Why CLI Tools Are Beating MCP for AI Agents

Let’s be honest: MCP (Model Context Protocol) was supposed to be the universal connector between AI models and the real world. A clean, structured protocol that lets your AI agent talk to any tool through a standardized interface. Sounds great in theory. In practice? I’m increasingly reaching for good old CLI tools instead — and I’m not alone.

After months of building AI agent solutions and working with both approaches in real-world enterprise scenarios, here’s my take: CLI tools are the better choice in many cases, and the reason is surprisingly simple — context efficiency.

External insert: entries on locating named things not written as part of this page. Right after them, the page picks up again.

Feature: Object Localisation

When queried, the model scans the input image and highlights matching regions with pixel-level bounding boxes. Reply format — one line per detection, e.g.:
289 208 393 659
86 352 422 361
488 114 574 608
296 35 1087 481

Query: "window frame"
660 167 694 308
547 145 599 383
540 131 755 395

The Problem with MCP Nobody Talks About

MCP works. I’m not saying it doesn’t. But here’s the thing that hit me after integrating multiple MCP servers into agent workflows: MCP is a context hog.

A typical MCP server doesn’t just expose the tools you need. It dumps an entire schema into your agent’s context window — tool definitions, parameter descriptions, authentication flows, state management, the whole package.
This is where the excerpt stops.